Chronically transfused patients and patients with hereditary hemochromatosis (HHC) are affected by complications due to excessive body iron accumulation. Therefore, early detection of tissue iron accumulation is mandatory for effective treatment. Besides serum ferritin (SF) as the traditional blood parameter indicating iron overload, the assessment of body iron stores by non-invasive magnetic resonance imaging (MRI) using R2- (T2) or R2*- (T2*) relaxometry is established in clinical routine. Especially the comparison of tissue iron burden and iron loading patterns is a current field of research in iron overload.

Although the pancreas seems to play a major role in the endocrinological pathology of patients with siderosis, there are only few studies analyzing pancreatic iron content referring to the head, body and tail region of the pancreas.

A total of 69 patients (age 9 - 78 years, 31 females) with ß-Thalassemia major (TM: n = 42; 16 splenectomized), Diamond-Blackfan anemia (DBA: n = 7; 1 splenectomized), hereditary hemochromatosis (HHC: n = 11) and iron overload from chronic blood transfusions (n = 9; sideroblastic anemia, aplastic anemia, myelodysplastic syndrome, leukemia post bone marrow transplantation) were scanned between 2007 and 2012 as part of their regular heart and liver iron monitoring by MRI, respectively. 10 healthy subjects (3 females, age 23 - 68 years), voluntarily served as controls.

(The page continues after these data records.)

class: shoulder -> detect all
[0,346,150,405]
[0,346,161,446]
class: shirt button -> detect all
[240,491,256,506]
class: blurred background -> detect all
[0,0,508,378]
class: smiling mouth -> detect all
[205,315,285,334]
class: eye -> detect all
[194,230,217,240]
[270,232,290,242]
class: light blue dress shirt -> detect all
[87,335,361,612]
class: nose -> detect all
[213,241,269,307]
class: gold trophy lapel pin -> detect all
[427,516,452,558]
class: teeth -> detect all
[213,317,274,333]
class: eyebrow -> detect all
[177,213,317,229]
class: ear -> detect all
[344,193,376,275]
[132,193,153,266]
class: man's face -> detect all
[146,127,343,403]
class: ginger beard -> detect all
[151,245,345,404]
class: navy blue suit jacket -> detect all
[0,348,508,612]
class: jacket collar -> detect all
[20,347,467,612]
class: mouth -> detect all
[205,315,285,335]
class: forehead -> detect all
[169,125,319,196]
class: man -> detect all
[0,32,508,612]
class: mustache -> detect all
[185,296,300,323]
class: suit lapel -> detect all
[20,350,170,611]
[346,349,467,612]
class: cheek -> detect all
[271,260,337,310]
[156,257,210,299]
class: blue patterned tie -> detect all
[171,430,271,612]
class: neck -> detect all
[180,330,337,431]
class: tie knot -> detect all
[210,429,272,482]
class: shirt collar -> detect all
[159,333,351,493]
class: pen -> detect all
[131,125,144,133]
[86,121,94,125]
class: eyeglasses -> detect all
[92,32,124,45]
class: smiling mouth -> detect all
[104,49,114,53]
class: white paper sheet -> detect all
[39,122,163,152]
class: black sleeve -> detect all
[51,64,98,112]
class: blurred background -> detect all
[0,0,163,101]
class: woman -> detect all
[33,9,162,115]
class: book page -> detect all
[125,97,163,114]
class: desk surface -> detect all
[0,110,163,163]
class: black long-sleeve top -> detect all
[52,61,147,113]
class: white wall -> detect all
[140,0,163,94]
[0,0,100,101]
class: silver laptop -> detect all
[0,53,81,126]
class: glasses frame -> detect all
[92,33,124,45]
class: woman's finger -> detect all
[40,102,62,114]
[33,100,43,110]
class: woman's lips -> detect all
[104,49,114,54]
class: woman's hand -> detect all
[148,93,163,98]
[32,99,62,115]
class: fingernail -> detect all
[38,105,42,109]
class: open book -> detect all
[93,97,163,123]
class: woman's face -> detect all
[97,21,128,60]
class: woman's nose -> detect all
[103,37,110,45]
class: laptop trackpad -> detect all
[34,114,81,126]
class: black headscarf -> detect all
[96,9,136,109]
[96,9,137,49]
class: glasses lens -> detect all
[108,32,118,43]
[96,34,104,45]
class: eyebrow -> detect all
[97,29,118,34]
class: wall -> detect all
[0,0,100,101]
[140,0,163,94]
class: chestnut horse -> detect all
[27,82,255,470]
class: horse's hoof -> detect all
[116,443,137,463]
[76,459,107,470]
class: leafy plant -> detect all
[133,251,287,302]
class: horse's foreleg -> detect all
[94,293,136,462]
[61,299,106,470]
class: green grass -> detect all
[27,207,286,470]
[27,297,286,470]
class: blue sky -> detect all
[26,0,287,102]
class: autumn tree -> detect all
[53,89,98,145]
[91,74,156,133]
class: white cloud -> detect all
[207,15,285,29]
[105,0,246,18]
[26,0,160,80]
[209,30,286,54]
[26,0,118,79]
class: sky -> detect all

The study was approved by the local ethics committee and all subjects gave their written informed consent.

For measuring pancreatic R2*, a stack of 4-8 of slices (thickness = 5.5 mm, no gap, inplane resolution 1.25x1.25 mm²) was selected, covering the whole pancreas.

Pancreatic signal intensities were averaged from three different ROIs positioned in the tail, body and head of the pancreas with sufficient distance to the gland boundaries and excluding vascular structures. Only clearly identified and demarcated pancreas tissue was considered.

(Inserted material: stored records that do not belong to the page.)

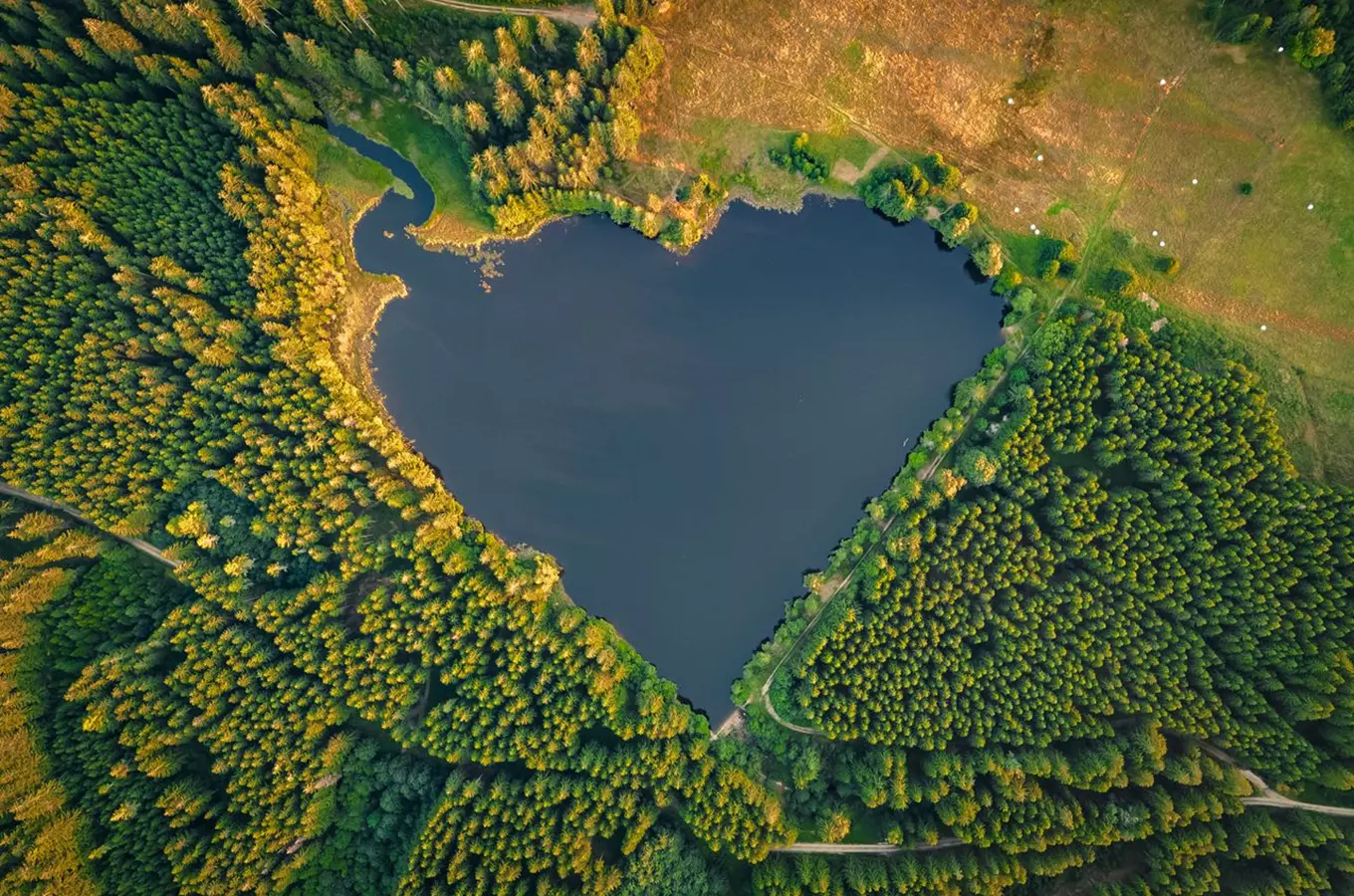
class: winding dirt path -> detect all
[426,0,597,29]
[0,482,179,569]
[772,836,967,855]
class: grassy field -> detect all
[620,0,1354,482]
[336,99,493,248]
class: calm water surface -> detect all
[336,128,1001,720]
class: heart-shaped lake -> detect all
[333,124,1002,720]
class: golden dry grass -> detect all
[642,0,1354,482]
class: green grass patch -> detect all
[300,124,413,217]
[338,98,493,244]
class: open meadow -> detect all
[633,0,1354,483]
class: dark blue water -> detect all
[339,124,1001,719]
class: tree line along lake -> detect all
[334,125,1002,719]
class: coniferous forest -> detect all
[0,0,1354,896]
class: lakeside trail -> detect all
[0,482,179,569]
[426,0,597,29]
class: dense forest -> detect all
[752,307,1354,895]
[0,0,787,893]
[0,0,1354,896]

Since fat infiltration is a common problem in the pancreas, especially with phase dependent GRE times, we applied a water/fat separation technique to the in-phase and out-of-phase signal intensities as described by Wehrli et al.

For patients, the median hepatic R2* rate, pancreatic R2* rate and ferritin level were 261 s^-1 (range 42 - 2326 s^-1), 130 s^-1 (range 23 – 1192 s^-1) and 1445 µg/ml (range 62 – 21557 µg/ml), respectively.

In 70% of all patients, fatty infiltration of the pancreas was above the range of controls (> 10%), with highest apparent fat content (aFC) in the pancreas of TM patients, especially, in TM patients with diabetes mellitus (median aFC = 29.1%). The highest aFC was found in the pancreatic tail (P = 0.2). Fat infiltration correlated with pancreatic R2* (r_S = 0.67, P < 10^-4).

We compared R2* rates in the different pancreatic regions involving patient groups of different iron loading diseases. Patients showed significantly higher pancreatic R2* rates and apparent fat contents than controls. The pancreas tail revealed the highest R2* rates and fat contents so we hypothesize that iron uploading initially occurs in the pancreas tail, especially in TM patients. Fatty replacement and degeneration of the pancreas seems to be an important risk factor on top of pancreatic iron burden for the development of diabetes and should be further investigated in longitudinal studies.

No relevant conflicts of interest to declare.